Anna Preiser is a University Assistant (Prae-Doc) at the Institute of Political Science at the University of Vienna, Austria. Her doctoral project focuses - from a political-economic and political-ecological and perspective - on socio-ecological conflicts of mining and environmental policy in Peru. She studied International Development (University of Vienna) and International Management (WU Vienna). She made several study stays (University of the Pacific), as a visiting researcher (Catholic University of Peru), and field research in Peru.
Research project as a fellow of CALAS (with Pabel Camilo López Flores )
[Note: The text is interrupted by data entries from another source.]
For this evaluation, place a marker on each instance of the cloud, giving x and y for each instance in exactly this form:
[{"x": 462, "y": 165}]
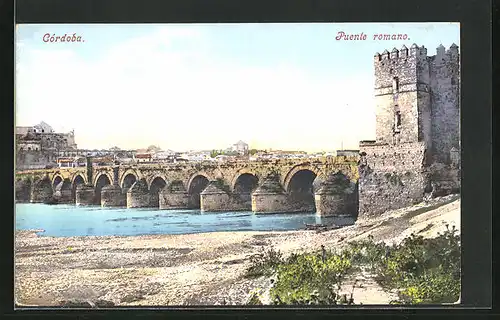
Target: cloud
[{"x": 169, "y": 88}]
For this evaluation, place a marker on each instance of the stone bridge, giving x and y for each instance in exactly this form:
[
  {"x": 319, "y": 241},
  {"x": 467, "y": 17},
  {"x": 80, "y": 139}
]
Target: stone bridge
[{"x": 326, "y": 185}]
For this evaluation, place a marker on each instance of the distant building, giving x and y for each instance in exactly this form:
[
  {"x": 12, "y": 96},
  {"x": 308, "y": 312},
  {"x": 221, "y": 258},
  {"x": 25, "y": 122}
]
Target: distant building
[
  {"x": 39, "y": 145},
  {"x": 143, "y": 157},
  {"x": 240, "y": 147},
  {"x": 347, "y": 153},
  {"x": 43, "y": 127}
]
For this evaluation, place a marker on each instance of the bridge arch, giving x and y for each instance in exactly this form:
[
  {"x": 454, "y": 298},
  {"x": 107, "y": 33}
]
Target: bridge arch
[
  {"x": 196, "y": 184},
  {"x": 78, "y": 175},
  {"x": 56, "y": 180},
  {"x": 307, "y": 173},
  {"x": 177, "y": 185},
  {"x": 155, "y": 186},
  {"x": 23, "y": 189},
  {"x": 77, "y": 180},
  {"x": 195, "y": 177},
  {"x": 42, "y": 190},
  {"x": 156, "y": 178},
  {"x": 245, "y": 181},
  {"x": 128, "y": 178},
  {"x": 102, "y": 179},
  {"x": 100, "y": 176}
]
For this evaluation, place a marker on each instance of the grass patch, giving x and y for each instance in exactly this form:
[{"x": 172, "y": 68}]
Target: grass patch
[{"x": 424, "y": 271}]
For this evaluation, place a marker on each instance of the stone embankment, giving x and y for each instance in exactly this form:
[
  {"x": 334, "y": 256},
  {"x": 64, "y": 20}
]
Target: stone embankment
[{"x": 194, "y": 269}]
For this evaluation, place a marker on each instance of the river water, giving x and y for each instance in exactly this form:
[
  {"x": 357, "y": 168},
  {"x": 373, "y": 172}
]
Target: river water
[{"x": 71, "y": 220}]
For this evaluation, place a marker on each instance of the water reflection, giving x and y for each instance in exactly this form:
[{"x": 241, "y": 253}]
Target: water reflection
[{"x": 96, "y": 221}]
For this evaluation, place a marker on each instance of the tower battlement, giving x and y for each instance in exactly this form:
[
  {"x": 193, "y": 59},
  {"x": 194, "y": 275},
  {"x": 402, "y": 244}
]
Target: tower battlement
[{"x": 414, "y": 51}]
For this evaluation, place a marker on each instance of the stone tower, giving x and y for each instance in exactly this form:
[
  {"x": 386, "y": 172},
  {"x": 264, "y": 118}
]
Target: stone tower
[{"x": 417, "y": 128}]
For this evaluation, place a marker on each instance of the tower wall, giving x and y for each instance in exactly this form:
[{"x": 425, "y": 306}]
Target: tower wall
[{"x": 417, "y": 127}]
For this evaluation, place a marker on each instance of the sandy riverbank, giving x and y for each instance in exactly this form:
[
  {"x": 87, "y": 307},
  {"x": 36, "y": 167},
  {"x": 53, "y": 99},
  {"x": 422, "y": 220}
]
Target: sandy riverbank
[{"x": 193, "y": 269}]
Title: Post-extractivist horizons in Bolivia and Peru: Socio-environmental dimension of the crisis and impacts of social movements and international actors
Abstract: A current characteristic in South America is expressed in the expansion of the extractivist border. At the same time, the effects of climate change and environmental problems such as deforestation, soil degradation, water, and environmental pollution are increasingly evident and worrying. In this context, in most of the countries of the region, socio-environmental conflicts have marked the 'eco-territorial turn' in Latin America (Svampa, 2019) and are placing in strong questioning and dispute the territorial policies of the States and governments, challenging the social and ecological costs as well as environmental racism towards indigenous peoples (Svampa, 2019; Martínez-Alier, 2004), the multiple inequalities that they generate and the effects of the “development” itself based on unlimited economic growth. At the same time, alternative proposals arise with a post-extractivist scope, demanding a new relationship between society and nature (Gudynas, 2012; Acosta / Brand 2017). Likewise, in recent years the influence of international norms and actors towards the ecological dimension and collective rights has been accentuating. However, its application seems insufficient and/or contrasting in relation to the demands of social movements. We propose an exploratory and comparative analysis of the changes and/or continuities of extractivist policies with a focus on environmental norms and collective rights in Bolivia and Peru and the possible horizons of change towards a post-extractivism, showing, on the one hand, of the effects of the struggles and ecoterritorial demands of social subjects and, on the other hand, the role of international norms and actors, particularly of European cooperation, their form of influence and type of impacts on national norms and policies and the degree of real appropriation by the States in both countries.